None of the other answers have mentioned that if the location that your resource group is in becomes unavailable, then you cannot update the resources in that resource group. This is because the metadata for those resources is stored in the resource group's location, so even if the resource is available, if the resource group is not then you cannot update the resource's configuration.
Here's the full quote from the MS Resource Group docs:
When you create a resource group, you need to provide a location for that resource group.
You may be wondering, "Why does a resource group need a location? And, if the resources can have different locations than the resource group, why does the resource group location matter at all?"
The resource group stores metadata about the resources. When you specify a location for the resource group, you're specifying where that metadata is stored. For compliance reasons, you may need to ensure that your data is stored in a particular region.
To ensure state consistency for the resource group, all control plane operations are routed through the resource group's location. When selecting a resource group location, we recommend that you select a location close to where your control operations originate. Typically, this location is the one closest to your current location. This routing requirement only applies to control plane operations for the resource group. It doesn't affect requests that are sent to your applications.

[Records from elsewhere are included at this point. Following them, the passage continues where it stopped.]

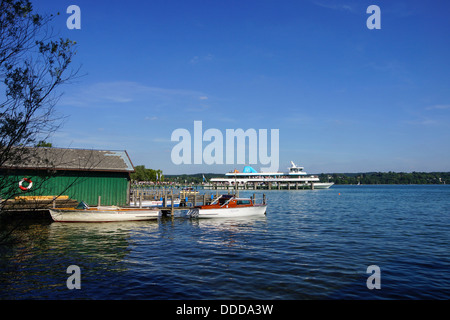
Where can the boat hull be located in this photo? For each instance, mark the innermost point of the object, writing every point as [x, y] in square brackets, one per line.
[103, 216]
[157, 203]
[227, 212]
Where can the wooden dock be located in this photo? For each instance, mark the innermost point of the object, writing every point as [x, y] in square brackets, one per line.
[166, 195]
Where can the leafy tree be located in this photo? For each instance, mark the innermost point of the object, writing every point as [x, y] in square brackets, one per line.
[33, 65]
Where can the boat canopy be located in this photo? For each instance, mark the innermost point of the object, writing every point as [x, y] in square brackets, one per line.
[248, 169]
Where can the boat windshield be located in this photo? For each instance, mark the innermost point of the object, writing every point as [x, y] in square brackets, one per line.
[222, 199]
[82, 206]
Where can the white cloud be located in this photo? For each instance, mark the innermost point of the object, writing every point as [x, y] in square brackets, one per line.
[106, 94]
[438, 107]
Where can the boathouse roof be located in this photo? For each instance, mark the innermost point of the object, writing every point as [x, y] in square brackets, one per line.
[71, 159]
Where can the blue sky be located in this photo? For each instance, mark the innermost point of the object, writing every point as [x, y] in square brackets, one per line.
[344, 98]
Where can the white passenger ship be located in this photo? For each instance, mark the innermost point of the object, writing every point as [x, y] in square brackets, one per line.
[249, 178]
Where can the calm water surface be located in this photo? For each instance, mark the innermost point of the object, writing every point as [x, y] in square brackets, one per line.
[310, 245]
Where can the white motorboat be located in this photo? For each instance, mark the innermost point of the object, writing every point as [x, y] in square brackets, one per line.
[228, 206]
[83, 213]
[156, 203]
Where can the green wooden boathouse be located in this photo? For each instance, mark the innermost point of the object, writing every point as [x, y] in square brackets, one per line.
[75, 174]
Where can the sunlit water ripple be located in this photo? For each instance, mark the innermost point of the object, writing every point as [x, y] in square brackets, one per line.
[310, 245]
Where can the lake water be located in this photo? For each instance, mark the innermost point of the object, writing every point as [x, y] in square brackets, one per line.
[311, 245]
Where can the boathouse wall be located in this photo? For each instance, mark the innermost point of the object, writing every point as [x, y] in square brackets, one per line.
[108, 182]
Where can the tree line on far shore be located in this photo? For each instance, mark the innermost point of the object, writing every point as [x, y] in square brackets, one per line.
[145, 174]
[387, 178]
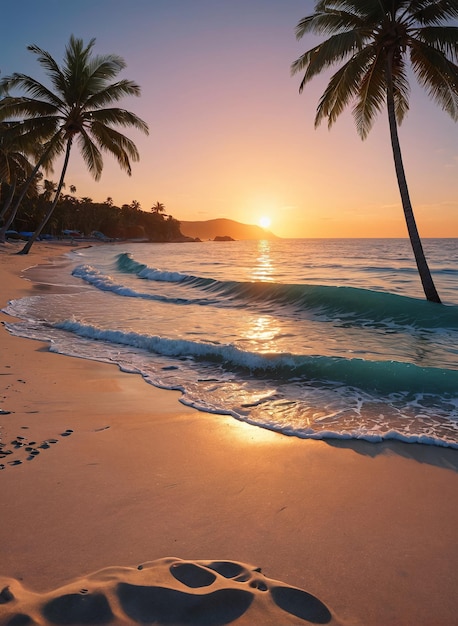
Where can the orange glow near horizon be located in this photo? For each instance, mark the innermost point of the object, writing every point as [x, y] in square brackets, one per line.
[231, 137]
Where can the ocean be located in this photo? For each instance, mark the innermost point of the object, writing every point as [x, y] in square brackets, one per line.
[313, 338]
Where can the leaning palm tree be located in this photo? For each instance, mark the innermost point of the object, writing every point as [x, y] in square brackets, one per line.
[16, 152]
[374, 39]
[75, 106]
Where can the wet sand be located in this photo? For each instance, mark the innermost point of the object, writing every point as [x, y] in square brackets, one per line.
[122, 506]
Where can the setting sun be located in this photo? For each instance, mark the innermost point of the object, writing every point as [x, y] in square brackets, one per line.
[265, 221]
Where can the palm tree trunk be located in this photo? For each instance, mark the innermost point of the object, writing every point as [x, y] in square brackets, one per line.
[36, 234]
[422, 265]
[4, 211]
[25, 187]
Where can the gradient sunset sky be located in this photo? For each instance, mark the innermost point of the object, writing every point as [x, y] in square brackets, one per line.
[230, 136]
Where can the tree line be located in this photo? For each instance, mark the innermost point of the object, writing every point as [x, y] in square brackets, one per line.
[129, 221]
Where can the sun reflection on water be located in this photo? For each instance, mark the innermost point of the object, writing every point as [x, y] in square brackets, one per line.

If a resource group's region is temporarily unavailable, you can't update resources in the resource group because the metadata is unavailable. The resources in other regions will still function as expected, but you can't update them. This condition doesn't apply to global resources like Azure Content Delivery Network, Azure DNS, Azure DNS Private Zones, Azure Traffic Manager, and Azure Front Door.
For more information about building reliable applications, see Designing reliable Azure applications.
To minimize the number of region failures that can impact your services and your ability to manage them, I recommend having your resource group be in the same region as all of its resources.
Reasons to consider using a different resource group region than what the resources use:
- For data compliance reasons.
- If you have multiple resources in different regions together in the same resource group, then you just have to pick a region for the resource group to use.